I found out cartoonist/scholar/herstorian Trina Robbins was going to be in Victoria in relation to a documentary film she participated in (Wonder Women), so despite some currently taxing health issues I went downtown to see her. We talked old cartoonists for awhile and I gave her a CD with my cartoon cover. I learned a mutual friend of ours (Barb Rausch), had died though, that's the risk in catching up.
In regard to Brinkley there are two books I can highly recommend; Nell Brinkley and the New Woman in the Early 20th Century, McFarland 2001, and the lavish The Brinkley Girls, The Best of Nell Brinkley's Cartoons From 1913-1940, Fantagraphics 2009, both authored by Trina. For Rose O'Neill I can point to Linda Brewster's Rose O'Neill The Girl Who Loved To Draw, Boxing Day Books 2009 while wishing for an even thicker revamp in the future. So nice just to finally see photos of these pioneering women! Sadly I don't know of any equally good books for Ethel Hayes or Gladys Parker, and very sorely wanted they are.
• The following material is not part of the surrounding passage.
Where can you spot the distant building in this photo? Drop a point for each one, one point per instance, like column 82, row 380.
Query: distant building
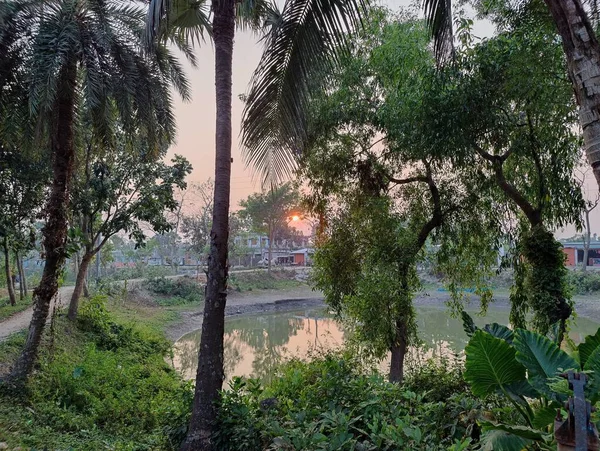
column 574, row 249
Legends shop at which Trina was signing books had a display of often very lavish reprint books like the Tarpe Mills & Miss Fury, IDW Publishing 2011 one I bought for Trina to autograph. I could easily go into the red on just the old Felix the Cat collections and Eric Shanower Oz adaptations I saw. It's not quite a normal comic shop though, the glowering bizarrely muscled modern superheros were not nearly so prominently displayed as were local cartoonists works and vintage bagged funny books! There is a shop in Seattle over by a Dick's Drive-In that also struck me as more inviting to the general populace, but many are more foreboding and cultish much to the detriment of the form that is losing mass media status. In any case, I left feeling somewhat renewed and optimistic about the 'comic book world'. More Owly please, and less 'Owlman becomes a heroin addict and blows Smirky-villain up with frag grenade', or more Beanworld and less steroid-and-helium-boob-world!
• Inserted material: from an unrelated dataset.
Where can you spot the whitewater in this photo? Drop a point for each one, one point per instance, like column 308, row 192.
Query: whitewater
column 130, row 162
Postscript: I once had an early Marvel comic (1949, shown) titled simply Cindy Comics (shown right) and it was filled with some of the most skilled and expressive cartooning I had seen but by an unsigned and possibly still unknown artist (I can rule out Al Jaffee, Dan DeCarlo, Mike Sekowski, and Ken Bald). Trina suggested it could have been Syd Shores, and going buy some of the more realistic art he did at that time I have seen I can almost completely rule him out on this, but other possibilities are Morris Weiss, Earl James or none of these fellows. Trouble is it is very hard to find representative cartoon work by all three. It's possible whoever the mystery artist was they had a connection to Harvey Kurtzman going by the proto Annie Fanny cover art. Again, I sure regret not keeping all my old funny books! I did see the same artist with single also unsigned stories in Patsy Walker comics of the time. I think of them as 'the good Cindy artist'. Patsy Walker is remembered where many other teenage characters are forgotten only because Marvel later made her into a Miss Fury style superheroine (wonder why Millie The Model wasn't similarly recycled). On the slim chance anyone has any examples of teenage strip art by the named cartoonists, or just solid Archie style cartooning from 1945-53 Marvel/Atlas comics, please consider me a fanatic for it.